The Litigation Funding conundrum

CJC Report on Litigation Funding 2025

Commercial disputes06.06.20257 mins read

Key takeaways

PACCAR Reversal and LFA Clarification Proposed

Legislation to confirm LFAs are not DBAs and allow percentage-based returns.

Light-Touch Regulation Recommended for Funders

Includes transparency, capital adequacy, AML compliance, and dispute resolution.

Hybrid Fee Arrangements and Collective Redress Backed

Reforms aim to expand access to justice and modernise funding models.

The Civil Justice Council (“CJC”) has recently published its final report on Litigation Funding (Report).

The Report was commissioned following the Supreme Court PACCAR decision. In PACCAR the Supreme Court held that litigation funding agreements (LFAs) where the funder is to receive a % of the damages should be properly classified as agreements falling within the statutory definition of damages-based agreements (DBAs). As such, LFAs were required to satisfy the statutory conditions for DBAs under the DBA Regulations 2013 failing which they would be unenforceable. Many LFAs in existence at the time were non-compliant with the DBA Regulations 2013 and were therefore unenforceable. Since then there have been calls for legislation to regulate the issue which came close to being implemented but which timed out as a result of the 2024 General Election. The current Government has decided to await the out come of the CJC report before taking further action. 

CJC Recommendations

The Report includes 58 recommendations in total. The main ones are:

  1. Clarification LFAs not DBAs - The PACCAR decision should be reversed by legislation that makes clear that the provision of litigation funding pursuant to LFAs does not amount to the provision of claims management services such that compliance with the DBA Regulations 2013 is not required and that LFAs can include arrangements where the funder’s return is calculated by reference to the funded party’s damages or settlement or by multiplier.

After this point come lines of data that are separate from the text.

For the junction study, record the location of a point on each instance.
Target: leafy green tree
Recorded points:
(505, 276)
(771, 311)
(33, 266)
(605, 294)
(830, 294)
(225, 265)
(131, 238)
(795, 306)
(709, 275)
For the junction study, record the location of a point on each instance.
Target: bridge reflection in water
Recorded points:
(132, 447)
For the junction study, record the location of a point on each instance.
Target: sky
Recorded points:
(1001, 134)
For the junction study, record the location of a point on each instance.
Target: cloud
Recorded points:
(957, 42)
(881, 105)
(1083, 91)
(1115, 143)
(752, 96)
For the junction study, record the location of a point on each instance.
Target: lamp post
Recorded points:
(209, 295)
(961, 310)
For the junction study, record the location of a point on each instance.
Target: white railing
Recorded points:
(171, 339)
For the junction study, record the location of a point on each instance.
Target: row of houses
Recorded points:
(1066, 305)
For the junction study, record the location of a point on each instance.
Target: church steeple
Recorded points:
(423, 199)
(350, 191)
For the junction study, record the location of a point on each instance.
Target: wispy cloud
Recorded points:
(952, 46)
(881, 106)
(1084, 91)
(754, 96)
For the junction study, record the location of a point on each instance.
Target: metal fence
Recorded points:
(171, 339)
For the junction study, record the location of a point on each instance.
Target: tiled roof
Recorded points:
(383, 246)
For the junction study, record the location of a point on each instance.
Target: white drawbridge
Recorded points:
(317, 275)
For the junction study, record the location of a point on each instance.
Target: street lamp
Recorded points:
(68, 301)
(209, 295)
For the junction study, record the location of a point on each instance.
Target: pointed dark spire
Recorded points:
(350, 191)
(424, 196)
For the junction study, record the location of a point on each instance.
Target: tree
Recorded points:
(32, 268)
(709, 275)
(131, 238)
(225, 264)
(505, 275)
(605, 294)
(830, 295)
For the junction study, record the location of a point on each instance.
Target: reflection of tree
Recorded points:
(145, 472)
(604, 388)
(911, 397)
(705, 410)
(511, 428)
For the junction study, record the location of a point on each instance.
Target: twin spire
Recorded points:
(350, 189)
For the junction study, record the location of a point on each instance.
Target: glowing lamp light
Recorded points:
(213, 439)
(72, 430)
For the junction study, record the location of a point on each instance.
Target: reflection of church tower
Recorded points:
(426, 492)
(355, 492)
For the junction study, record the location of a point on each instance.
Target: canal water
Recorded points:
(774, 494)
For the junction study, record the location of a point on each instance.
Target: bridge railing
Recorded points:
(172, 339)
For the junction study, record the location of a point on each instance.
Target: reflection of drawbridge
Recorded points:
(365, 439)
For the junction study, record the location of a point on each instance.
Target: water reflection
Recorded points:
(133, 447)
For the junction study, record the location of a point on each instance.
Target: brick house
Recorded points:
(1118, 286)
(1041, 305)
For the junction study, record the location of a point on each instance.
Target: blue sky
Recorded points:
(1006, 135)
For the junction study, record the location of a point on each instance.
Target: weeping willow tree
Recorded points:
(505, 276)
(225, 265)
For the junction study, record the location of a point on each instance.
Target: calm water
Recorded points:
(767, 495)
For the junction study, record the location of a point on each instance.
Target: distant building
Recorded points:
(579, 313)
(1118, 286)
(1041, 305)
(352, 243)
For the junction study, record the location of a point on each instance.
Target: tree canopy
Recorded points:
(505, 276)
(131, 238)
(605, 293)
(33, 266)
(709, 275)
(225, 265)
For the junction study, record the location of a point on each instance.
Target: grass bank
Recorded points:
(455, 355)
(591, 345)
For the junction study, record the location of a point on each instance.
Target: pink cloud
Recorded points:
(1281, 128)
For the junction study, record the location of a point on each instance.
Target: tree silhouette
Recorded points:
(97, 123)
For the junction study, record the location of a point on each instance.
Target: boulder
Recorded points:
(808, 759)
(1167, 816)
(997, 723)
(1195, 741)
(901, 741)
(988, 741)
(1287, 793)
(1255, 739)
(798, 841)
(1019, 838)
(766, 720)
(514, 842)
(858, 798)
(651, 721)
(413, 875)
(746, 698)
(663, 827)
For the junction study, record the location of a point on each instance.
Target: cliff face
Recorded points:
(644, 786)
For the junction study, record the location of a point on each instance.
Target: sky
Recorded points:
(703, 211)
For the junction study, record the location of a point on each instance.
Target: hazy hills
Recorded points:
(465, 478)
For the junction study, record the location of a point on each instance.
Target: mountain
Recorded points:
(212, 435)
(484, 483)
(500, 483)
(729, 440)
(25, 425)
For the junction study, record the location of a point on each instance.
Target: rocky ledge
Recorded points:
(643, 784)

  2. Regulation of LFAs - LFAs and how funding is provided should be regulated by the Lord Chancellor and the Ministry of Justice rather than the Financial Conduct Authority. It is recommended that a “light-touch” approach to regulation is adopted. Such regulation to include:

    1. Control of Litigation - a codification of the prohibition on litigation funders from, directly or indirectly, controlling funded litigation, including settlement proceedings.

    2. Transparency – early disclosure of litigation funding, the name of the litigation funder and the ultimate source of the funding to the court/other parties.

    3. LFA Terms not disclosable – the terms of LFAs should not generally be subject to disclosure.

    4. Standard terms for LFAs - standard terms for LFAs should be developed and implemented, to introduce clarity into the market and improve consumer protection.

    5. Capital adequacy – all litigation funders will be required to maintain a level of capital adequacy to enable financial obligations to the met.

    6. Dispute Resolution - An independent, binding dispute resolution process to resolve disputes between litigation funders and funded parties should be established. The process should make provision for the promotion of the consensual resolution of such disputes. The cost of the dispute resolution process to be borne by the funder.

    7. Anti-money Laundering - Anti-money laundering regulation should be applied to litigation funders.

    8. Costs & Recoverability – there is to be no cap on funders’ returns and the Arkin Cap which limits funder’s liability for adverse costs to the sums advanced in the litigation should be codified. Litigation Funding costs should only be recoverable in litigation in exceptional circumstances. There should be no presumption of security for costs to be ordered against the litigation funder or funded party. Security for costs will not be available against a litigation funder or funded party where the funder has complied with regulatory requirements concerning capital adequacy, and they have in place a suitable and adequate ATE insurance policy with effective anti avoidance endorsements.

  3. CFA/DBA Reform – a single regulatory regime for contingency fees is proposed. Importantly, it is recommended that hybrid arrangements for both CFAs ad DBAs are confirmed as lawful, while DBAs should be permitted in opt-out collective proceedings in the Competition Appeal Tribunal.

  4. Small Claims redress scheme - The Report recognises the need for additional regulation of funding arrangements in consumer disputes. On the issue of low value/small claims or small mass or collective claims it was recommended that alternative means to secure access to justice for such claims via regulatory redress schemes and a class proceedings fund to provide an effective alternative and complement to collective proceedings before the courts. 

What next?

The CJC have recommended a “twin-track” approach with the immediate introduction of legislation to reverse PACCAR followed by separate legislation for the other reforms. This will most certainly be welcomed by Litigation Funders. The proposed move from the current self-regulation of litigation funding to a regulated system seems inevitable. Interestingly, it is recommended that the reversing of PACCAR be done both prospectively and retrospectively although some commentators have indicated that retrospective effect is unlikely to be implemented. The recommendation that hybrid DBAs are permissible will be welcomed which will allow for much greater uptake. The report is directed to the Ministry of Justice, so, the immediate next steps are to wait for the Ministry of Justice’s formal response which will detail what aspects of the report are to be implemented and timings. 

We will continue to monitor and update on developments over the coming months.